The outline of this figure represents four ternary solutions in which the component salts have a common acid or basic constituent; viz. sodium chloride—sodium sulphate, sodium sulphate—potassium sulphate, potassium sulphate—potassium chloride, potassium chloride—sodium chloride. These four sets of curves are therefore similar to those discussed in the previous chapter. In the case of sodium and potassium sulphate, a double salt, glaserite [K3Na(SO4)2] is formed. Whether glaserite is really a definite compound or not is still a matter of doubt, since isomorphic mixtures of Na2SO4 and K2SO4 have been obtained. According to van't Hoff and Barscholl,[[389]] glaserite is an isomorphous mixture; but Gossner[[390]] considers it to be a definite compound having the formula K3Na(SO4)2. Points VIII. and IX. represent solutions saturated with respect to glaserite and sodium sulphate, and glaserite and potassium sulphate respectively.
The lines which pass inwards from these boundary curves represent solutions containing three salts, but in contact with only two solid phases; and the points where three lines meet, or where three fields meet, represent solutions in equilibrium with three solid phases; with the phases, namely, belonging to the three concurrent fields.

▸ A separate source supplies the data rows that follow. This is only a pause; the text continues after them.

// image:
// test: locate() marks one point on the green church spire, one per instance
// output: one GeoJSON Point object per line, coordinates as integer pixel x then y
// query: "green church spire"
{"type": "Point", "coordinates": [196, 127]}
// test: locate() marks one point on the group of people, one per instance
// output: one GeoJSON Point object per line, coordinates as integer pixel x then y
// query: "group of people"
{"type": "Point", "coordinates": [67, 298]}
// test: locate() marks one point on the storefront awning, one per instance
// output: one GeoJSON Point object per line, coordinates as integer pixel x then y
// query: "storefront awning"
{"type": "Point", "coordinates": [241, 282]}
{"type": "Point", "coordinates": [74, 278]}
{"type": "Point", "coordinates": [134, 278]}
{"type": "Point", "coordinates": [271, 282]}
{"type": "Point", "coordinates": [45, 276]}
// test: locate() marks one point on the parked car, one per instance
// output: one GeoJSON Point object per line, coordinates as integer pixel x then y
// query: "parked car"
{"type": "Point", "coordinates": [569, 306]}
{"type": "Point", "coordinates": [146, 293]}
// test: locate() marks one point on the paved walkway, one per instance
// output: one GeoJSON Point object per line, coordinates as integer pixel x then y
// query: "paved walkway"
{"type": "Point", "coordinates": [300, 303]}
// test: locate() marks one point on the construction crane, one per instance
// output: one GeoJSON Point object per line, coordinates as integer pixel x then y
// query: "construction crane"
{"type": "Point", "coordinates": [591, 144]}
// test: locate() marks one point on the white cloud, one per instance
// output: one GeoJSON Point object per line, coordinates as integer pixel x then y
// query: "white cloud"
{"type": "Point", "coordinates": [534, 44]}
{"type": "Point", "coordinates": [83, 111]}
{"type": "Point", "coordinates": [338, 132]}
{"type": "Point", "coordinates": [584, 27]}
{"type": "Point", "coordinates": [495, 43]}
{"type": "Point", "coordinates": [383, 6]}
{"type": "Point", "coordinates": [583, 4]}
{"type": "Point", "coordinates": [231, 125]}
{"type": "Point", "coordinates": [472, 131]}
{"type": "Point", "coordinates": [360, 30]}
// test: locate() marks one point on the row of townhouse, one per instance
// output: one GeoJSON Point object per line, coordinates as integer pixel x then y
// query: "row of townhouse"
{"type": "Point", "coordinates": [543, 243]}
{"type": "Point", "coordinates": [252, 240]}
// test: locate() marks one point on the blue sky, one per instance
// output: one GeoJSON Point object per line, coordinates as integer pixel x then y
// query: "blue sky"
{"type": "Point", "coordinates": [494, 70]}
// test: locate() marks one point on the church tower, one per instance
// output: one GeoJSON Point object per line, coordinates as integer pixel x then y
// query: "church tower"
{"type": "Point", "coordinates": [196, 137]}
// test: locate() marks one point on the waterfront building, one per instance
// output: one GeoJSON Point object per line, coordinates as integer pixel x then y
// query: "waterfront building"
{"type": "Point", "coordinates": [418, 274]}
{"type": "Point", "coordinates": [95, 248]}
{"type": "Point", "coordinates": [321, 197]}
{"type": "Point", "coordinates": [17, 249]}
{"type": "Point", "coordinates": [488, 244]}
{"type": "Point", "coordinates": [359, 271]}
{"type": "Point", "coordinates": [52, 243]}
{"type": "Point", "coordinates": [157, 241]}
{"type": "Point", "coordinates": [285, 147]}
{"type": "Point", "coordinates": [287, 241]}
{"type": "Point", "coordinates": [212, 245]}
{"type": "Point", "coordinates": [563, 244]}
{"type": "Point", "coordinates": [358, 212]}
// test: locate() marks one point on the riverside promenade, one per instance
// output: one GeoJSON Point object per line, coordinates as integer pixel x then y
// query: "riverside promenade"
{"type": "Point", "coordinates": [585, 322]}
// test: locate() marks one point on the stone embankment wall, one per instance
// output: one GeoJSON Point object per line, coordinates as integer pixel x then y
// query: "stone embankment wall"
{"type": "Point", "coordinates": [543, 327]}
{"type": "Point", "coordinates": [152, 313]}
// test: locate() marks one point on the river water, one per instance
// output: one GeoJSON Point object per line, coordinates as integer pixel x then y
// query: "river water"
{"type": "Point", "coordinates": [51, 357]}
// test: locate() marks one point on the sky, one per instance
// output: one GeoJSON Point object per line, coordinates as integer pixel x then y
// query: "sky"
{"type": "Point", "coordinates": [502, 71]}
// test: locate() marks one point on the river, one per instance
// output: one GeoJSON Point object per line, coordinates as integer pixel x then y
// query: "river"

If it is desired to represent a solution containing the salts say in the proportions, 51Na2Cl2, 9.5K2Cl2, 3.5K2SO4, the difficulty is met with that two of the salts, sodium chloride and potassium sulphate, lie on opposite axes. To overcome this difficulty the difference 51 - 3.5 = 47.5 is taken and measured off along the sodium chloride axis; and the solution is therefore represented by the point 47.5Na2Cl2, 9.5K2Cl2. In order, therefore, to find the amount of potassium sulphate present
from such a diagram, it is necessary to know the total number of salt molecules in the solution. When this is known, it is only necessary to subtract from it the sum of the molecules of sodium and potassium chloride, and the result is equal to twice the number of potassium sulphate molecules. Thus, in the above example, the total number of salt molecules is 64. The number of molecules of sodium and potassium chloride is 57; 64 - 57 = 7, and therefore the number of potassium sulphate molecules is 3.5.
Another method of representation employed is to indicate the amounts of only two of the salts in a plane diagram, and to measure off the total number of molecules along a vertical axis. In this way a solid model is obtained.

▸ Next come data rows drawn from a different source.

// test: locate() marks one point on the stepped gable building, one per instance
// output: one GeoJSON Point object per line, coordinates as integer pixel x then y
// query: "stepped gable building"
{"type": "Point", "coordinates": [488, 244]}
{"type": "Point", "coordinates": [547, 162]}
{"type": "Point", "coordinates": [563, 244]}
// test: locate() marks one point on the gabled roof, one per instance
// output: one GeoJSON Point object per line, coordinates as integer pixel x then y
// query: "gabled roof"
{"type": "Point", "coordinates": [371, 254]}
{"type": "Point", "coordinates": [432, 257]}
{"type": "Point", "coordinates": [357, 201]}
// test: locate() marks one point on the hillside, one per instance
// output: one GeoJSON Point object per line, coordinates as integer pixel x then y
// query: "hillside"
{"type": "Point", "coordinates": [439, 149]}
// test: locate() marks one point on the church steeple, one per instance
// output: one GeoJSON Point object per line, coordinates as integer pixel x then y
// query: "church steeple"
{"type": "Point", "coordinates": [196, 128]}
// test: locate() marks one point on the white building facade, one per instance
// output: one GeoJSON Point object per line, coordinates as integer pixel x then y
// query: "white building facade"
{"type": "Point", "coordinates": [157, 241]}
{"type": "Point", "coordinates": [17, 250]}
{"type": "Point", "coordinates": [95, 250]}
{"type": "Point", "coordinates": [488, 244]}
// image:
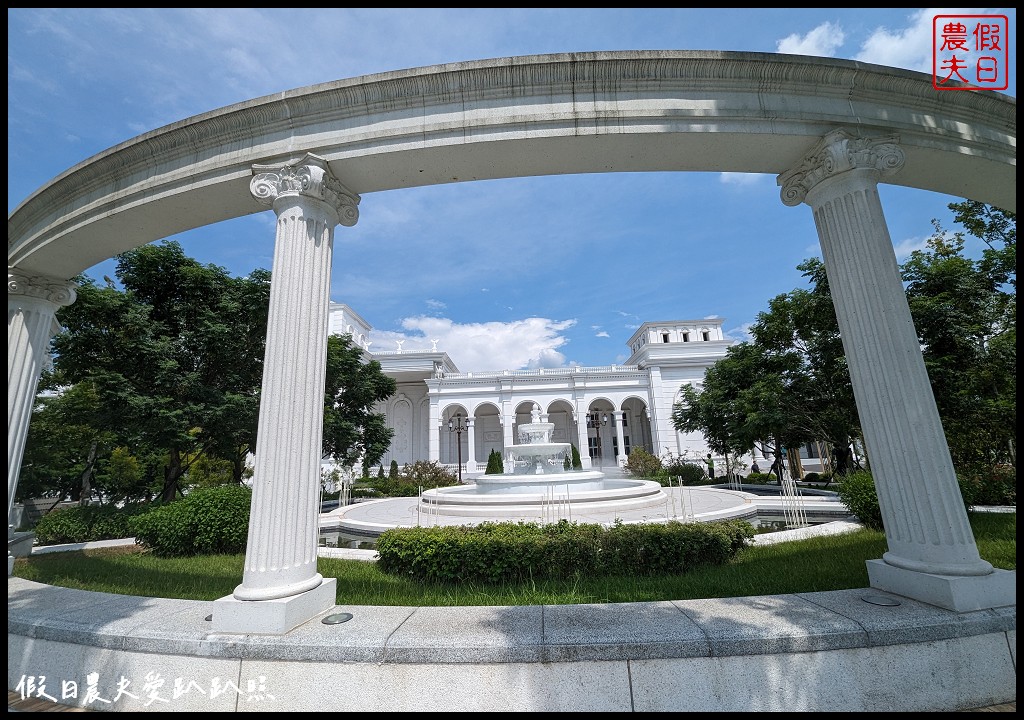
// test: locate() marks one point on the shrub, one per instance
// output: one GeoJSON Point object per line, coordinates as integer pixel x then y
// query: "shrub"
{"type": "Point", "coordinates": [86, 523]}
{"type": "Point", "coordinates": [858, 494]}
{"type": "Point", "coordinates": [496, 552]}
{"type": "Point", "coordinates": [412, 477]}
{"type": "Point", "coordinates": [640, 463]}
{"type": "Point", "coordinates": [207, 521]}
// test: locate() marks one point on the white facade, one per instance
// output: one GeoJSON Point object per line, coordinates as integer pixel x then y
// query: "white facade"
{"type": "Point", "coordinates": [605, 411]}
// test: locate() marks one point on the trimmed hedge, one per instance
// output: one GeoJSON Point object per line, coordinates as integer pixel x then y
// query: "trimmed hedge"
{"type": "Point", "coordinates": [86, 523]}
{"type": "Point", "coordinates": [497, 552]}
{"type": "Point", "coordinates": [207, 521]}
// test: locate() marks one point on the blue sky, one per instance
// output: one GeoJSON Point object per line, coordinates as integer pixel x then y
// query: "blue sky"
{"type": "Point", "coordinates": [511, 273]}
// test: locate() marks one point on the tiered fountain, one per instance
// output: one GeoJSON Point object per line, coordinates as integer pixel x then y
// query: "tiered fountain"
{"type": "Point", "coordinates": [536, 477]}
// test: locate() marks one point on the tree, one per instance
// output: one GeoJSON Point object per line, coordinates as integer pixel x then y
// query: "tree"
{"type": "Point", "coordinates": [65, 445]}
{"type": "Point", "coordinates": [744, 399]}
{"type": "Point", "coordinates": [790, 384]}
{"type": "Point", "coordinates": [175, 358]}
{"type": "Point", "coordinates": [352, 432]}
{"type": "Point", "coordinates": [801, 326]}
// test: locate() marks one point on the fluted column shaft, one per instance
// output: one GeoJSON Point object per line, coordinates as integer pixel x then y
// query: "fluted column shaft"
{"type": "Point", "coordinates": [281, 557]}
{"type": "Point", "coordinates": [32, 304]}
{"type": "Point", "coordinates": [926, 522]}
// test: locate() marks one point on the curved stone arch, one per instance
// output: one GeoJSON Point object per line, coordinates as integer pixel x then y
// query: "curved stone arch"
{"type": "Point", "coordinates": [602, 400]}
{"type": "Point", "coordinates": [636, 408]}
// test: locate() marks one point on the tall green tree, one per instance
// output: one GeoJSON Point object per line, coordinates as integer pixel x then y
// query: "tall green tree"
{"type": "Point", "coordinates": [65, 446]}
{"type": "Point", "coordinates": [175, 357]}
{"type": "Point", "coordinates": [352, 431]}
{"type": "Point", "coordinates": [801, 327]}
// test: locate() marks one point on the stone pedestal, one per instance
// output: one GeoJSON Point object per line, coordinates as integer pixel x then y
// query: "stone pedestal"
{"type": "Point", "coordinates": [276, 617]}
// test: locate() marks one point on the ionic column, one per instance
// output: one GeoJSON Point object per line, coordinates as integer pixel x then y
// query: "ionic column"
{"type": "Point", "coordinates": [281, 558]}
{"type": "Point", "coordinates": [471, 451]}
{"type": "Point", "coordinates": [619, 418]}
{"type": "Point", "coordinates": [32, 304]}
{"type": "Point", "coordinates": [925, 520]}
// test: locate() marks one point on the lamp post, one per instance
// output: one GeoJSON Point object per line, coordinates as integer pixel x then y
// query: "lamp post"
{"type": "Point", "coordinates": [456, 426]}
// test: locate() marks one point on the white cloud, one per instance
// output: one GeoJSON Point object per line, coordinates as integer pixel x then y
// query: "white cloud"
{"type": "Point", "coordinates": [531, 342]}
{"type": "Point", "coordinates": [823, 41]}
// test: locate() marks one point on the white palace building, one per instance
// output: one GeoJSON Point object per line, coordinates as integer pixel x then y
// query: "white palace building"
{"type": "Point", "coordinates": [605, 412]}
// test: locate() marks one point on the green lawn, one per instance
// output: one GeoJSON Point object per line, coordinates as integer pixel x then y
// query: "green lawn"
{"type": "Point", "coordinates": [833, 562]}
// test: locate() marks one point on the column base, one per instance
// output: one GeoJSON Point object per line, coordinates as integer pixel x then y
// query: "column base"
{"type": "Point", "coordinates": [960, 593]}
{"type": "Point", "coordinates": [276, 617]}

The numerical data from which Fig. 124 was constructed are contained in the following table, which gives the composition of the different solutions at 0°:—[[391]]

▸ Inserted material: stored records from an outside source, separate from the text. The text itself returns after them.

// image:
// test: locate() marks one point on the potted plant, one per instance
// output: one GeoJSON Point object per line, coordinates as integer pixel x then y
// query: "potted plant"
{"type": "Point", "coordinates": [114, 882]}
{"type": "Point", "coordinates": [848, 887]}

| Point. | Solid phases. | Composition of solution in gram-mols. per 1000 gram-mols. water. | Total number of salt molecules. | |||||
| Na2Cl2. | K2Cl2. | Na2SO4. | K2SO4. | |||||
| I. | NaCl | 55 | — | — | — | 55 | ||
| II. | KCl | — | 34.5 | — | — | 34.5 | ||
| III. | Na2SO4,10H2O | — | — | 6 | — | 6 | ||
| IV. | K2SO4 | — | — | — | 9 | 9 | ||
| V. | NaCl; KCl | 46.5 | 12.5 | — | — | 59 | ||
| VI. | NaCl; Na2SO4,10H2O | 47.5 | — | 8 | — | 55.5 | ||
| VII. | KCl; K2SO4 | — | 34.5 | — | 1 | 35.5 | ||
| VIII. |
| Glaserite; Na2SO4,10H2O |
| — | — | 10 | 10 | 20 |
| IX. | Glaserite; K2SO4 | — | — | 7.5 | 10 | 17.5 | ||
| X. |
| Na2SO4,10H2O; KCl; NaCl |
| 51 | 9.5 | — | 3.5 | 64 |
| XI. |
| Na2SO4,10H2O; KCl; glaserite |
| 40.5 | 13 | — | 3.5 | 57 |
| XII. | K2SO4; KCl; glaserite | 18 | 23 | — | 3 | 44 | ||
From the aspect of these diagrams the conditions under which the salts can coexist can be read at a glance. Thus,
for example, Fig. 124 shows that at 0° Glauber's salt and potassium chloride can exist together with solution; namely, in contact with solutions having the composition X—XI. This temperature must therefore be below the transition point of this salt-pair (p. [314]). On raising the temperature to 4.4°, it is found that the curve VIII.—XI. moves so that the point XI. coincides with point X. At this point, therefore, there will be four concurrent fields, viz. Glauber's salt, potassium chloride, glaserite, and sodium chloride. But these four salts can coexist with solution only at the transition point; so that 4.4° is the transition temperature of the salt-pair: Glauber's salt—potassium chloride. At higher temperatures the line VIII.—XI. moves still further to the left, so that the field for Glauber's salt becomes entirely separated from the field for potassium chloride. This shows that at temperatures above the transition point the salt-pair Glauber's salt—potassium chloride cannot coexist in presence of solution.